O movimento adapta a regulação sanitária à Lei 15.357, sancionada em março de 2026. A lei passou a permitir que farmácias e drogarias licenciadas contratem plataformas de comércio eletrônico para entregar produtos ao consumidor, desde que todas as exigências sanitárias sejam cumpridas.
O que já está autorizado pela lei
O texto legal coloca a farmácia ou drogaria regularizada no centro da operação. É esse estabelecimento que pode contratar o canal digital; a plataforma, sozinha, não se transforma em farmácia e não recebe autorização geral para comercializar qualquer medicamento.
A mesma lei trata de farmácias instaladas dentro de supermercados e exige espaço físico delimitado, presença de farmacêutico durante todo o funcionamento, controle de armazenamento e rastreabilidade. Para os canais digitais, o ponto decisivo é que a logística não afaste as responsabilidades sanitárias.

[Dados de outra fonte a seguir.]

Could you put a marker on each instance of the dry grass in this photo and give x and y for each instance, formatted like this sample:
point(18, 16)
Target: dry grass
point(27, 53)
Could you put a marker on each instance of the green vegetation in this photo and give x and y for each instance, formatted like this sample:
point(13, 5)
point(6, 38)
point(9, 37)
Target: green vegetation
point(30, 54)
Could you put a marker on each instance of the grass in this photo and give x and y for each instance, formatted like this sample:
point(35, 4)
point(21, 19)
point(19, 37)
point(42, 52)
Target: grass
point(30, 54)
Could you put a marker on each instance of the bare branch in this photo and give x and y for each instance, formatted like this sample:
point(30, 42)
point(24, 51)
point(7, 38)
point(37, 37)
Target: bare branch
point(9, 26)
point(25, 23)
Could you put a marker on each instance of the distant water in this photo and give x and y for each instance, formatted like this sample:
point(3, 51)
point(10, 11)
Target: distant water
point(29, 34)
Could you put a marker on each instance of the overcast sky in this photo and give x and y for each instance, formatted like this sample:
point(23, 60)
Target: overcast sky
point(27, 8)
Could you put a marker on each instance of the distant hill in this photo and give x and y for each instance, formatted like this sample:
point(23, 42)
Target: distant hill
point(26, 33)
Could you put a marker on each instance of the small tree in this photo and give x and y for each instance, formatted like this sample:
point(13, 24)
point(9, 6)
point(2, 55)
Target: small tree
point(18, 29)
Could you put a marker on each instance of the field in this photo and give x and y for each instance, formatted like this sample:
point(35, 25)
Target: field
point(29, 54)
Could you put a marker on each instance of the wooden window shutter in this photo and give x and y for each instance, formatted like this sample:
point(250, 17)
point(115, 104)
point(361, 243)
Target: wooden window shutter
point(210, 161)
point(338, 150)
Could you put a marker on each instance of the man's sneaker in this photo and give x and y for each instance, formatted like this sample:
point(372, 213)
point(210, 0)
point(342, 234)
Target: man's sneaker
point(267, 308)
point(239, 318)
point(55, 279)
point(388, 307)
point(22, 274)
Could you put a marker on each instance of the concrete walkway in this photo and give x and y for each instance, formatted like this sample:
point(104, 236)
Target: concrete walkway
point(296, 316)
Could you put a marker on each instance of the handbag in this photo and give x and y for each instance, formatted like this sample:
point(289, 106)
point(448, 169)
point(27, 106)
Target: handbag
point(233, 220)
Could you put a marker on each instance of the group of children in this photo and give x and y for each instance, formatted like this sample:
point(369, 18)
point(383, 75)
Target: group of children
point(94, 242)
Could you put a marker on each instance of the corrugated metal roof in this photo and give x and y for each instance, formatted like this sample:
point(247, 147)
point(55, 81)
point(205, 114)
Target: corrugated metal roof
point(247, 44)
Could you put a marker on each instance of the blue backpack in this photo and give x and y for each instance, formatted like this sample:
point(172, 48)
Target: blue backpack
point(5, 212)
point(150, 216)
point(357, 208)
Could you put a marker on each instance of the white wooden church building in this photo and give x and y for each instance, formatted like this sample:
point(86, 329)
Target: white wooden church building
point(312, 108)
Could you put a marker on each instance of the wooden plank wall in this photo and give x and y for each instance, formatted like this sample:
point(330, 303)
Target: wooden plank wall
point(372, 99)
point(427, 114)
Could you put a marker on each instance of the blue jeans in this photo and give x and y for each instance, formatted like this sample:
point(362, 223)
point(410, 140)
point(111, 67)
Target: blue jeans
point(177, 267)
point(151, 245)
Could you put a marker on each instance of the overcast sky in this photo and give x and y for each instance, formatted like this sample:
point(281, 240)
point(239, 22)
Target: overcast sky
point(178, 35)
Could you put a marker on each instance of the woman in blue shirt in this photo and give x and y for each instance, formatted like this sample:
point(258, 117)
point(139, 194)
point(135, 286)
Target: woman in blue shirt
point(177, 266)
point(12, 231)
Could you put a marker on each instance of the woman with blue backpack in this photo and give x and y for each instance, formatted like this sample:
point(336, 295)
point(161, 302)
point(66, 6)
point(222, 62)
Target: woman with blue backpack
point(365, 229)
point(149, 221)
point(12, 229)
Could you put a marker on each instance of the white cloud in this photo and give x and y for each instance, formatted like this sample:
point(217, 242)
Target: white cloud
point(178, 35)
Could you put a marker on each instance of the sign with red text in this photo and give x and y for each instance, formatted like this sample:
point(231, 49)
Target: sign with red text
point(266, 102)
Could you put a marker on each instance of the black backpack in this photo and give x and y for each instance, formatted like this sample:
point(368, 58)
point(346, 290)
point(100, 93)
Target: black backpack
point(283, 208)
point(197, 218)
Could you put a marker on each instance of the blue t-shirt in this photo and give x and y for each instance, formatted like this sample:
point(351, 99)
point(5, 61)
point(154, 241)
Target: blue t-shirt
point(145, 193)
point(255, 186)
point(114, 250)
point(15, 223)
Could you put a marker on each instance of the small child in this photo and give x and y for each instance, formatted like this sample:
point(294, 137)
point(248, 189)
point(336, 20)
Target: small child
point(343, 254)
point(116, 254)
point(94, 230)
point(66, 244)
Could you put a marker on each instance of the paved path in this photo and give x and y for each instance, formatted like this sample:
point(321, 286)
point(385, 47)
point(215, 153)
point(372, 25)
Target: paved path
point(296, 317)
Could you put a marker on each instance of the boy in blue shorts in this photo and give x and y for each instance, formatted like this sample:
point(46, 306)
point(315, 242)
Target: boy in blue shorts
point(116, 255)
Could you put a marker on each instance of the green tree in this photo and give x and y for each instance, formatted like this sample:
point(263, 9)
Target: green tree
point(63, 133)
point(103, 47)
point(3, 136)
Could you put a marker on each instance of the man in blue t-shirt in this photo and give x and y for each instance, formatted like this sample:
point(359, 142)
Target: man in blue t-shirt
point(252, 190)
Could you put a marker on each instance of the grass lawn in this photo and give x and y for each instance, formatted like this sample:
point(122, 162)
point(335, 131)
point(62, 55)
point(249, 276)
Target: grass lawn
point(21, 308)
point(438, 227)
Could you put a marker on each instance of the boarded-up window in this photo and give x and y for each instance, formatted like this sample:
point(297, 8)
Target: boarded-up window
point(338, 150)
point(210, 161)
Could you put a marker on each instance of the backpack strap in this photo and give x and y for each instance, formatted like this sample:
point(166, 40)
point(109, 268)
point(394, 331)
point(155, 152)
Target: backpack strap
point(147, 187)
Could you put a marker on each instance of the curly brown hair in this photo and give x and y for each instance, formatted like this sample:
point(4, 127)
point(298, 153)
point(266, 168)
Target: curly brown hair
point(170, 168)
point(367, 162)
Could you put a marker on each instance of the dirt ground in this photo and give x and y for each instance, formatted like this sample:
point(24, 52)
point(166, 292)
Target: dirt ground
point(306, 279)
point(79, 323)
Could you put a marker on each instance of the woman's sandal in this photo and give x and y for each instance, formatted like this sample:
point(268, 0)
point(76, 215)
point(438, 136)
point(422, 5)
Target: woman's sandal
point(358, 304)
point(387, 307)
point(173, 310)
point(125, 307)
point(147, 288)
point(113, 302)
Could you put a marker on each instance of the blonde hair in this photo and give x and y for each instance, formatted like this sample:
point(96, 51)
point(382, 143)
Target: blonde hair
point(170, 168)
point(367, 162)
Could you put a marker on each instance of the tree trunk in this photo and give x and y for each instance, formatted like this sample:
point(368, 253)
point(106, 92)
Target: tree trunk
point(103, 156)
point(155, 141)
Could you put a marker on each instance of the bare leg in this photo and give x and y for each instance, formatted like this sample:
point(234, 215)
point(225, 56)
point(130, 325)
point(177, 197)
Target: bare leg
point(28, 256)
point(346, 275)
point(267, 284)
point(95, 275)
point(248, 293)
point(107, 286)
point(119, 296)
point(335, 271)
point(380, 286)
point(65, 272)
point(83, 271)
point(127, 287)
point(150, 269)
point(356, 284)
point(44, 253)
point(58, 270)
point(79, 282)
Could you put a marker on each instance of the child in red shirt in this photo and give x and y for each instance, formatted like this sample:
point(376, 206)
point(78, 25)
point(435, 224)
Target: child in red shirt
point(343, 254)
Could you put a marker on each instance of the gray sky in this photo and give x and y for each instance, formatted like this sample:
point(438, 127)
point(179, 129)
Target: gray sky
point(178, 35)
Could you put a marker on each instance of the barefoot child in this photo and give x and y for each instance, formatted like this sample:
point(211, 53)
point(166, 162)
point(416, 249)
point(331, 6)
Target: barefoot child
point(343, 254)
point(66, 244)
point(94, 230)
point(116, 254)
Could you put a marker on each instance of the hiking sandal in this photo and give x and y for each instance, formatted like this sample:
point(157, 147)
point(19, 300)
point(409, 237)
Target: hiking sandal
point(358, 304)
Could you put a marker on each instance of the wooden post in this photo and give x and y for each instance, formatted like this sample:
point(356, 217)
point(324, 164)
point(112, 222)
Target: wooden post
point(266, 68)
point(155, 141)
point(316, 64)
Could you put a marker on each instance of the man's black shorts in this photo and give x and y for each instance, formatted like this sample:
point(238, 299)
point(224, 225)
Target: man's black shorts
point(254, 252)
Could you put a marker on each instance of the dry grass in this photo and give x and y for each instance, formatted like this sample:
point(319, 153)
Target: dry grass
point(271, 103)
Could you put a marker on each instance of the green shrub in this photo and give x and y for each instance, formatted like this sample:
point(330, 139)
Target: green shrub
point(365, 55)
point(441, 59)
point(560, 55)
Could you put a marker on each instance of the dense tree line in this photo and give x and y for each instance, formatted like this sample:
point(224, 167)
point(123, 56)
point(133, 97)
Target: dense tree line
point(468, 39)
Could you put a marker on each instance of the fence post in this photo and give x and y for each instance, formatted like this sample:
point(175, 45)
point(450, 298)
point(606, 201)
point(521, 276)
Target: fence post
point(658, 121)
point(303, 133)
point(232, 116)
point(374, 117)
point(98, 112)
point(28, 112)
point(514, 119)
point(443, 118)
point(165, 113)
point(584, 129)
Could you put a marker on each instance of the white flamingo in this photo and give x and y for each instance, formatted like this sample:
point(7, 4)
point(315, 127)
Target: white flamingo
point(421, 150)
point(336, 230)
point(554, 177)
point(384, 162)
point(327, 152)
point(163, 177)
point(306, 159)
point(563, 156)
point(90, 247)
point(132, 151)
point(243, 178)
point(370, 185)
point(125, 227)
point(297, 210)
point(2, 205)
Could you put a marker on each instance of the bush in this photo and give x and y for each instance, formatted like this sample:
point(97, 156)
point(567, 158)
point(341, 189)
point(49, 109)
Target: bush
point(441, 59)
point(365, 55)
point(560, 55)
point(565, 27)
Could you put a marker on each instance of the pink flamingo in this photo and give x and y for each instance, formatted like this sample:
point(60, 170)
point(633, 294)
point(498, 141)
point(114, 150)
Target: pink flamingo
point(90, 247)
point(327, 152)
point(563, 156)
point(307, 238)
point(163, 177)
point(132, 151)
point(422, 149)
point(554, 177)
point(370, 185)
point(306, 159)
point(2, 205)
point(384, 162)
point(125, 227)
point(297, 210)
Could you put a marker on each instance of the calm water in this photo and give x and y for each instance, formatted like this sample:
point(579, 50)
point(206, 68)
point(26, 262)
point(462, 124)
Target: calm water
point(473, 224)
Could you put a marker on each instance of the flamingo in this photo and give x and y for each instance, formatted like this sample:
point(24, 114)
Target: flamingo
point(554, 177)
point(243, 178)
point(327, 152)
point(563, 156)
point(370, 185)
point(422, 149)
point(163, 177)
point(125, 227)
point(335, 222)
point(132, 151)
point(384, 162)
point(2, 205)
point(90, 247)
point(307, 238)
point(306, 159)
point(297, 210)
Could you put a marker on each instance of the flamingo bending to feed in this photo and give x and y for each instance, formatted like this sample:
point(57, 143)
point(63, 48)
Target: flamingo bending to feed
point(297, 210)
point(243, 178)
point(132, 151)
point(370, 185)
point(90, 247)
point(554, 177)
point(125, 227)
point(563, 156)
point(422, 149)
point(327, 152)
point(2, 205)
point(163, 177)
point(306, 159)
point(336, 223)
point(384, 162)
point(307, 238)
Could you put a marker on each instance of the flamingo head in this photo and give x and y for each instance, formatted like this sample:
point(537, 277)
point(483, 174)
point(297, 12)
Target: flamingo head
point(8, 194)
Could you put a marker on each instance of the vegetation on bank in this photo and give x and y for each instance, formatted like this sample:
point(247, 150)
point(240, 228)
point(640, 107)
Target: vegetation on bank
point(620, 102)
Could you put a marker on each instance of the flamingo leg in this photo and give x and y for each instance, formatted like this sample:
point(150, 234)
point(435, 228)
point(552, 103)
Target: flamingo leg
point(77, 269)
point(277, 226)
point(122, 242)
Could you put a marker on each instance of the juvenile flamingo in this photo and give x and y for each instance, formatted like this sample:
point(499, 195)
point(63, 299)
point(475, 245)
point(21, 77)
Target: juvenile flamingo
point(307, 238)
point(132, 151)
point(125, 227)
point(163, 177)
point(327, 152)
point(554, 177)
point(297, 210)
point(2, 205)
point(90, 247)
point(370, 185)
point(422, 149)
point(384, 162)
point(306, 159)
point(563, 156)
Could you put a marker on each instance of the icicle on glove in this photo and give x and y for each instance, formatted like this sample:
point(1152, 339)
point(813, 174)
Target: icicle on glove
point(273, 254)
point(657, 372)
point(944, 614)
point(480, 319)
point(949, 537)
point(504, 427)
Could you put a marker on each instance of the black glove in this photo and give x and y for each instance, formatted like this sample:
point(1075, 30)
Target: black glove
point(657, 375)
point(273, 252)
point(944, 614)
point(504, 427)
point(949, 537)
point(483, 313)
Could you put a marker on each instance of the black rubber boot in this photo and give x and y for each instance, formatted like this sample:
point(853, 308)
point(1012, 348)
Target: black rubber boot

O que a Anvisa ainda precisa definir
A regulamentação deverá detalhar quem responde por cada etapa, como preservar a rastreabilidade, quais controles se aplicam à entrega e como fiscalizar a cadeia quando diferentes empresas participam da compra.
Medicamentos não são mercadorias comuns: temperatura, origem, receita, orientação farmacêutica e controle especial podem mudar o risco de uma operação. A diretoria da Anvisa indicou que pretende equilibrar conveniência e acesso com qualidade e segurança.
O processo terá etapa de participação social. Farmácias, plataformas, consumidores, conselhos profissionais e órgãos locais de vigilância poderão apresentar contribuições antes da regra final.
Não houve liberação automática
Em agosto, a Anvisa também revogou medidas preventivas que atingiam plataformas como iFood, Rappi, Mercado Livre, Americanas, Submarino e Shopee. A própria agência esclareceu que essas revogações não representam autorização automática para comercializar medicamentos.
Enquanto a nova norma não é editada, continuam em vigor as exigências sanitárias existentes. Isso inclui a necessidade de o medicamento sair de estabelecimento regular e de serem respeitadas as regras específicas de dispensação, propaganda, transporte e produtos controlados.
O que ainda não está decidido
A abertura de um processo administrativo não é uma resolução final. Ainda não há, nesse ato, um modelo definitivo de responsabilidade entre marketplace e farmácia, um cronograma publicado para cada etapa ou garantia de que toda proposta discutida será incorporada.
Para o consumidor, a mudança imediata é menor do que a manchete pode sugerir. A lei criou a possibilidade jurídica e a Anvisa começou a desenhar os limites. O formato prático dependerá do texto que sair depois da consulta e da deliberação regulatória.